Saturday 18 December 2010

Porter tells porkies to the police

My great grandfather, John McCarthy, was born at Erith in Kent on 27th October 1863, the son of Richard McCarthy and his wife Catherine (nee Brien).
 
Richard and Catherine (known as Kitty) came from Mitchelstown, County Cork, Ireland. They were both born about 1834 and probably came to England as part of the mass emigration resulting from the Potato Famine in the late 1840s. They were married at St George's RC Cathedral in Southwark on 22 June 1856.
 
King St, Mitchelstown, County Cork

Richard was illiterate and unskilled. He worked as a labourer, on a farm and in a factory, before settling in Bermondsey where he became a glue maker, using the by-products of the local leather and tanning industry.

Richard McCarthy
Richard McCarthy
 
John McCarthy was educated at St Joseph's Academy, Kennington Park Road, a grammar school run by the De La Salle Brothers as an extension of their work at St Joseph's College in Clapham (now at Beulah Hill).

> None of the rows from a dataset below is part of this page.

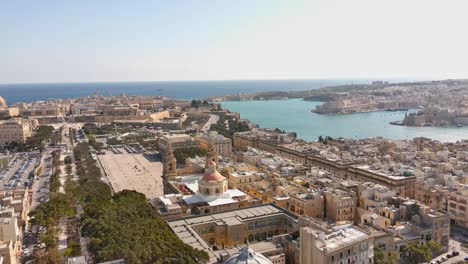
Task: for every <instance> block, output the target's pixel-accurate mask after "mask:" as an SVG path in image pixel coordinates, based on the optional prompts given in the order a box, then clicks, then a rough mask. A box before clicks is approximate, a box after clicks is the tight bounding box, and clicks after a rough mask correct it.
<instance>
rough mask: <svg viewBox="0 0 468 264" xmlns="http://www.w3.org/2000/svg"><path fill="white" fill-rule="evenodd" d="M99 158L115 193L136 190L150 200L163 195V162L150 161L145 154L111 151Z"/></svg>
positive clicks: (102, 166) (98, 155)
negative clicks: (161, 176) (153, 198)
mask: <svg viewBox="0 0 468 264" xmlns="http://www.w3.org/2000/svg"><path fill="white" fill-rule="evenodd" d="M98 158H99V161H100V162H101V165H102V167H103V169H104V170H105V174H106V176H107V179H108V180H109V183H110V184H111V186H112V189H113V190H114V191H115V192H119V191H122V190H135V191H137V192H140V193H143V194H144V195H146V198H148V199H150V198H156V197H159V196H161V195H163V182H162V178H161V175H162V172H163V165H162V163H161V162H156V161H149V160H148V159H147V158H146V157H145V156H143V154H113V153H112V152H110V151H108V152H107V153H106V154H105V155H98Z"/></svg>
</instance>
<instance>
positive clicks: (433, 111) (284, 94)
mask: <svg viewBox="0 0 468 264" xmlns="http://www.w3.org/2000/svg"><path fill="white" fill-rule="evenodd" d="M289 98H303V99H304V100H307V101H321V102H322V101H323V102H324V103H323V104H321V105H318V106H316V108H315V109H312V111H313V112H315V113H318V114H350V113H365V112H375V111H398V110H400V111H401V110H405V111H406V110H410V109H419V111H418V112H417V113H409V114H408V115H407V116H406V118H405V119H404V120H402V121H398V122H393V123H392V124H396V125H407V126H464V125H468V103H467V102H468V100H467V99H468V80H440V81H422V82H405V83H389V82H385V81H374V82H372V83H370V84H353V85H340V86H331V87H324V88H320V89H312V90H304V91H277V92H259V93H254V94H237V95H227V96H221V97H211V98H209V100H210V101H214V102H219V101H242V100H278V99H289Z"/></svg>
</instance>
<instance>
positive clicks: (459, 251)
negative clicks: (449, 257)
mask: <svg viewBox="0 0 468 264" xmlns="http://www.w3.org/2000/svg"><path fill="white" fill-rule="evenodd" d="M453 251H457V252H459V253H460V255H458V256H456V257H452V258H449V259H448V260H447V261H444V262H443V263H444V264H445V263H448V264H450V263H457V262H459V261H463V259H464V258H466V257H468V252H467V251H464V250H462V248H461V243H460V242H459V241H456V240H453V239H450V240H449V251H448V252H447V253H444V254H442V255H440V256H439V257H437V258H434V259H433V260H432V261H431V262H433V263H435V262H436V261H437V260H439V259H441V258H442V257H445V256H447V254H449V253H452V252H453Z"/></svg>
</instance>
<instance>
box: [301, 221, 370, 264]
mask: <svg viewBox="0 0 468 264" xmlns="http://www.w3.org/2000/svg"><path fill="white" fill-rule="evenodd" d="M333 229H334V230H333V232H331V233H326V232H324V231H322V230H317V229H313V228H311V227H303V228H301V230H300V234H301V235H300V248H301V262H300V263H301V264H325V263H327V264H329V263H333V264H334V263H337V264H346V263H362V264H368V263H373V257H374V244H373V239H372V237H371V236H370V235H368V234H367V233H365V232H363V231H361V230H359V229H357V228H356V227H353V226H352V225H344V226H341V227H335V228H333Z"/></svg>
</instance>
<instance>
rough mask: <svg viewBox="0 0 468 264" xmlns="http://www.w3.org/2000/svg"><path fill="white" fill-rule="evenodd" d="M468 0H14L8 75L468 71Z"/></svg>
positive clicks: (378, 72) (397, 76)
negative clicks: (37, 0) (125, 0)
mask: <svg viewBox="0 0 468 264" xmlns="http://www.w3.org/2000/svg"><path fill="white" fill-rule="evenodd" d="M466 10H468V1H466V0H391V1H390V0H297V1H296V0H287V1H286V0H216V1H213V0H205V1H201V0H185V1H182V0H181V1H178V0H164V1H149V0H148V1H128V0H127V1H120V0H99V1H96V0H79V1H63V0H60V1H52V0H41V1H37V0H30V1H28V0H17V1H16V0H15V1H2V3H0V83H44V82H98V81H157V80H231V79H241V80H248V79H256V80H259V79H335V78H340V79H341V78H343V79H346V78H353V79H358V78H374V79H375V78H405V79H411V78H414V79H447V78H468V34H467V33H466V32H467V26H468V16H467V15H466Z"/></svg>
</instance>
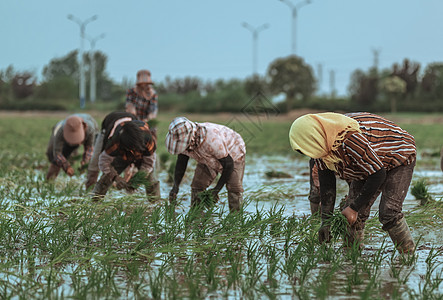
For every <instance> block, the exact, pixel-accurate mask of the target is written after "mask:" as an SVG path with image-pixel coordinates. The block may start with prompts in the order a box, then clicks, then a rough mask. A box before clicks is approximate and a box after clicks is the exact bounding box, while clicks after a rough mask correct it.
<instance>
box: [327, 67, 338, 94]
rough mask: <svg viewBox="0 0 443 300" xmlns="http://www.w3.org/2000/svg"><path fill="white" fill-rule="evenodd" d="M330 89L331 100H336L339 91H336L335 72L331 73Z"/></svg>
mask: <svg viewBox="0 0 443 300" xmlns="http://www.w3.org/2000/svg"><path fill="white" fill-rule="evenodd" d="M329 89H330V90H331V98H332V99H334V98H335V97H336V95H337V91H336V89H335V71H334V70H330V71H329Z"/></svg>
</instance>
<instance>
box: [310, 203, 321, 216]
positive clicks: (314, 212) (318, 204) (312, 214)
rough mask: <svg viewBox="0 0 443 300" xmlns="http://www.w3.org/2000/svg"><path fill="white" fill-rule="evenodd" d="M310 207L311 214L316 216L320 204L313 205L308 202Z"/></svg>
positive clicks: (318, 208) (318, 209) (314, 204)
mask: <svg viewBox="0 0 443 300" xmlns="http://www.w3.org/2000/svg"><path fill="white" fill-rule="evenodd" d="M309 204H310V206H311V214H312V215H314V214H318V213H320V205H321V204H320V203H314V202H311V201H310V202H309Z"/></svg>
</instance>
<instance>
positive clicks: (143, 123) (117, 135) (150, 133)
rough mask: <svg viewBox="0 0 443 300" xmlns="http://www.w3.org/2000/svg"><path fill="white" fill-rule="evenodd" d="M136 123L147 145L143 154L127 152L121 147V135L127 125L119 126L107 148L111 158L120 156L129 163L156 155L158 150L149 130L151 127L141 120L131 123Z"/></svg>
mask: <svg viewBox="0 0 443 300" xmlns="http://www.w3.org/2000/svg"><path fill="white" fill-rule="evenodd" d="M130 122H134V123H136V124H137V125H138V127H139V128H140V129H141V131H142V133H143V139H144V143H145V149H144V151H143V152H138V151H136V150H127V149H123V148H122V147H121V146H120V135H121V132H123V130H122V129H123V128H124V126H125V124H126V123H125V124H123V125H119V126H117V128H116V129H115V133H114V134H113V135H112V137H111V138H110V139H109V140H108V142H107V144H106V146H105V152H106V153H107V154H108V155H110V156H114V157H116V156H120V157H121V158H122V159H123V160H124V161H127V162H129V163H132V162H135V161H137V160H141V159H142V158H143V156H150V155H152V154H153V153H154V151H155V148H156V141H155V139H154V138H153V137H152V135H151V131H150V130H149V126H148V124H147V123H145V122H143V121H139V120H135V121H130Z"/></svg>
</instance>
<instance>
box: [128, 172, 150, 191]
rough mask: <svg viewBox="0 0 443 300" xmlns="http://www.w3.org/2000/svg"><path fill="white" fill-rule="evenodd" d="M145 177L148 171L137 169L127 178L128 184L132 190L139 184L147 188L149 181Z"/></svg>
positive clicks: (148, 184)
mask: <svg viewBox="0 0 443 300" xmlns="http://www.w3.org/2000/svg"><path fill="white" fill-rule="evenodd" d="M147 177H148V173H146V172H145V171H138V172H137V173H135V174H134V176H132V177H131V179H129V181H128V184H129V186H130V187H131V188H133V189H134V190H136V189H138V188H139V187H140V186H144V187H145V188H148V187H149V184H150V183H149V180H148V178H147Z"/></svg>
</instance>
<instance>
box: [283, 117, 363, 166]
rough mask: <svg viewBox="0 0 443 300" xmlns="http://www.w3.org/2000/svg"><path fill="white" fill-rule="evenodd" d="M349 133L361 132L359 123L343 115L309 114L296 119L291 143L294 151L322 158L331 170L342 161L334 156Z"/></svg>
mask: <svg viewBox="0 0 443 300" xmlns="http://www.w3.org/2000/svg"><path fill="white" fill-rule="evenodd" d="M349 132H361V130H360V125H359V124H358V122H357V121H356V120H354V119H352V118H350V117H347V116H345V115H342V114H337V113H332V112H327V113H319V114H307V115H304V116H301V117H299V118H298V119H296V120H295V121H294V122H293V123H292V126H291V129H290V130H289V141H290V143H291V147H292V149H293V150H294V151H297V150H299V151H301V152H302V153H303V154H305V155H307V156H309V157H311V158H320V159H322V160H323V162H324V163H325V164H326V166H327V167H328V169H329V170H332V171H336V167H335V164H337V163H339V162H340V161H342V159H341V158H339V157H337V156H336V155H334V153H333V152H332V151H335V150H337V149H338V147H340V145H341V144H342V143H343V140H344V139H345V137H346V135H347V134H348V133H349Z"/></svg>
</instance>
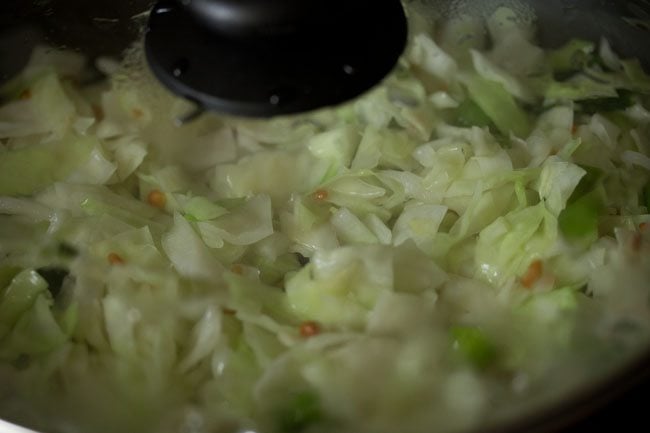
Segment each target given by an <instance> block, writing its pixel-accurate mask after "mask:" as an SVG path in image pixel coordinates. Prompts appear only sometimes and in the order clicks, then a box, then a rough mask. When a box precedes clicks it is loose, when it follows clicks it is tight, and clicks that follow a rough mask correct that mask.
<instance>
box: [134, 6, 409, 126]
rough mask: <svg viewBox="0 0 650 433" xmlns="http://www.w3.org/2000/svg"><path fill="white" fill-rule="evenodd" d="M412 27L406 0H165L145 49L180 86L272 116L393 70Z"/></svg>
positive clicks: (157, 70) (405, 42) (314, 104)
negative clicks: (406, 11)
mask: <svg viewBox="0 0 650 433" xmlns="http://www.w3.org/2000/svg"><path fill="white" fill-rule="evenodd" d="M406 35H407V27H406V18H405V15H404V11H403V8H402V5H401V2H400V1H399V0H161V1H159V2H158V3H157V4H156V5H155V6H154V8H153V10H152V12H151V16H150V19H149V28H148V31H147V34H146V38H145V50H146V55H147V59H148V61H149V64H150V66H151V69H152V71H153V72H154V74H155V75H156V76H157V77H158V78H159V79H160V80H161V81H162V82H163V83H164V84H165V85H166V86H167V87H169V88H170V89H171V90H172V91H173V92H175V93H177V94H179V95H182V96H184V97H186V98H189V99H192V100H194V101H195V102H196V103H197V104H199V105H200V106H202V107H204V108H206V109H210V110H216V111H222V112H227V113H231V114H236V115H245V116H258V117H266V116H273V115H277V114H288V113H295V112H301V111H308V110H312V109H315V108H319V107H323V106H330V105H336V104H339V103H341V102H344V101H347V100H349V99H352V98H354V97H356V96H358V95H360V94H361V93H363V92H365V91H366V90H368V89H369V88H371V87H373V86H374V85H376V84H377V83H378V82H379V81H381V80H382V79H383V78H384V77H385V76H386V74H388V73H389V72H390V71H391V70H392V69H393V67H394V66H395V64H396V62H397V60H398V58H399V56H400V55H401V53H402V51H403V49H404V46H405V43H406Z"/></svg>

Obituaries described him as "a man of good education" and "a capital linguist" fluent in both French and Spanish.
 
In the autumn of 1878, aged 15, John went to work  for Edward Henry Waterworth at 147 Houndsditch in the City of London. Waterworth was a commission agent and dealer in china, earthenware and glass. In March 1880 John changed jobs to work for the London Brighton and South Coast Railway at Shadwell Station, first as a porter and later as a signalman.
 
Shadwell Station 1910
Shadwell Station 1910

His ambition, however, was to join the Metropolitan Police. Regulations required candidates to be over the age of 20 but John was too impatient to wait that long. In August 1881, with his 18th birthday approaching, he wrote to the Metropolitan Police Commissioners, boldly stating that he was about to turn 20 and asking to be considered as a candidate.
 
Various background checks were carried out but, fortunately, he was not asked to produce his birth certificate. Probably unaware of his deception, three "respectable housekeepers" vouched for his honesty, sobriety and good temper, as did his parish priest, Father Patrick O'Donnell of the Church of the English Martyrs, Great Prescot Street, Tower Hill.
 
Church of the English Martyrs, Tower Hill
Church of the English Martyrs, Tower Hill
 
On 27 December 1881, John was appointed PC 66140 in N Division, based in Islington. His starting pay was 24 shillings per week plus uniform. The terms and conditions of service which he signed on entry stated that: "Every police constable in the force may hope to rise, by activity, intelligence, and good conduct, to the superior stations" and that is precisely what he did.
 
* "Porkies" is rhyming slang for lies, from pork pies = lies.